Turning fragmented patient records into coherent clinical narratives

I collaborated with a practicing physician founder to design a timeline-based chart review platform that reorganizes fragmented EHR data into longitudinal clinical narratives. I led workflow design, information architecture, and scalable UI systems now being implemented by the VEHR engineering team.

  • EHR Design
  • Data Visualization
  • Clinical Workflows
VEHR patient timeline and clinical sensemaking interface
RoleFounding Product Design Lead
ClientVEHR Technologies
Timeline4 months
StatusIn development

Chart review for an EHR startup

VEHR Technologies is developing a timeline-based chart review platform designed around how clinicians naturally interpret patient history over time. The platform reorganizes fragmented EHR data into connected clinical narratives that support contextual review, pattern recognition, and longitudinal sensemaking across complex patient records.

Challenge

Source-based records fragment longitudinal reasoning

Most EHRs organize information by storage type rather than by how clinicians reconstruct patient history. Labs, medications, vitals, diagnoses, and notes are separated across tabs, tables, and isolated trend views — forcing clinicians to manually piece together what changed, when it changed, and why it mattered.

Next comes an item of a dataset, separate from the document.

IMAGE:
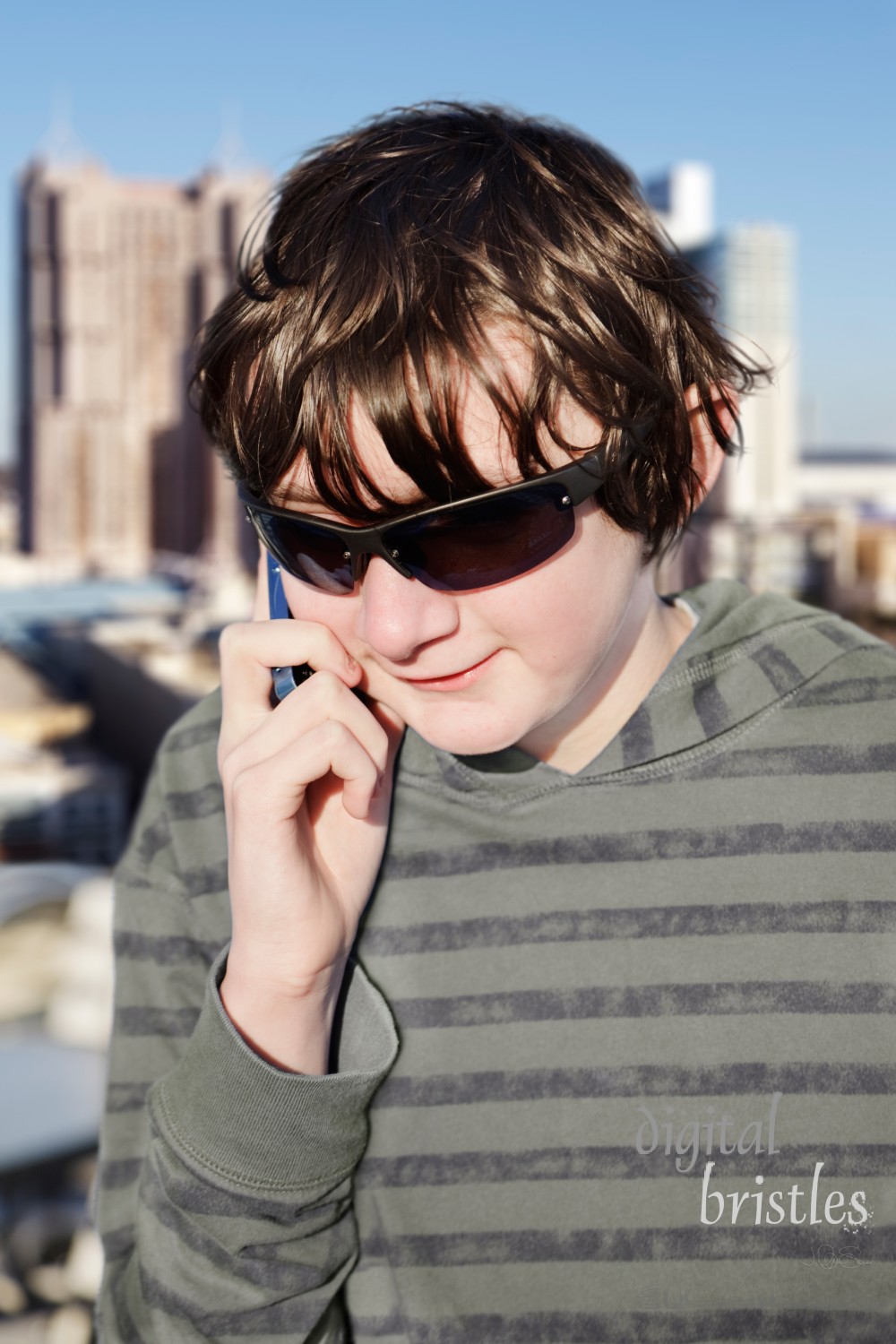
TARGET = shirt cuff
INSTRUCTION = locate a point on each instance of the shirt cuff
(233, 1115)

Labs and vitals are clinically valuable longitudinally, but multi-scale trend views often bury meaningful change in visual noise. Interpreting whether a value matters — and what surrounded it — becomes its own reconstruction task.

The trends are technically there, but interpreting them takes work.
Internal Medicine Physician

Strategy

Mapping a mental model

Reducing cognitive load by structuring information around how clinicians reconstruct patient history over time.

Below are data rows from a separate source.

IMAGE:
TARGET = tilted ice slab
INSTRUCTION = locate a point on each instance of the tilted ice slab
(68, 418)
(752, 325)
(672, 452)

Before wireframes, I worked with Cole Marolf, MD to build an object map from his chart review workflow—translating how he moves through a patient record into the entities, relationships, and temporal links the product would need to support.

Laying the groundwork

The timeline

Placeholder — copy describing how encounters, vitals, diagnoses, medications, and patient-reported data align on shared visit columns, and what clinicians need to see at a glance before drilling into detail.

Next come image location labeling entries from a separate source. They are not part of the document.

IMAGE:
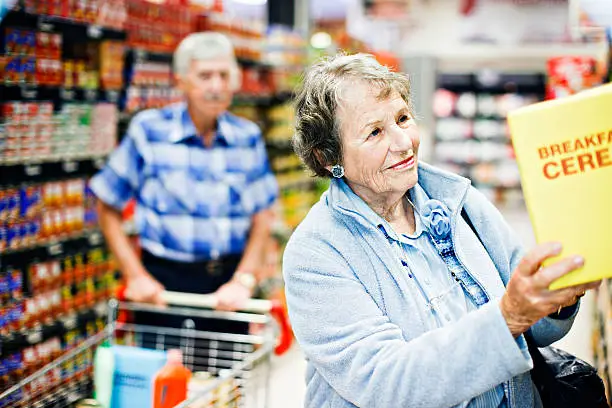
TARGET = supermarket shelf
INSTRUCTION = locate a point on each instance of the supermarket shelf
(304, 184)
(16, 341)
(492, 82)
(280, 146)
(34, 92)
(40, 171)
(241, 99)
(70, 28)
(289, 169)
(142, 54)
(54, 248)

The clinical story across domains

Symptoms on the Timeline

Fatigue, thirst, and insomnia align to the same visit columns as encounters, labs, and medications. Burden intensifies into Sep 09 and eases across PCP and telehealth—so patient-reported change reads with the clinical events around it.

Reducing trend interpretation into glanceable signal

Traditional EHRs present labs as tables or overlapping trend lines, forcing clinicians to mentally reconstruct severity, direction, and timing. I redesigned longitudinal vitals and labs as an aligned heatmap so abnormality, improvement, and persistence become visually scannable across visits.

The Full Prototype

Putting the Timeline Together

The final prototype combines encounters, diagnoses, labs, vitals, medications, patient-reported context, and compressed time into one interactive timeline. Clinicians can start with the patient story, scan for clinical signals, then drill into source details only when needed.

“David demonstrated strong insight into reframing healthcare data interaction… especially the heat map, which improved data density while maintaining clarity.”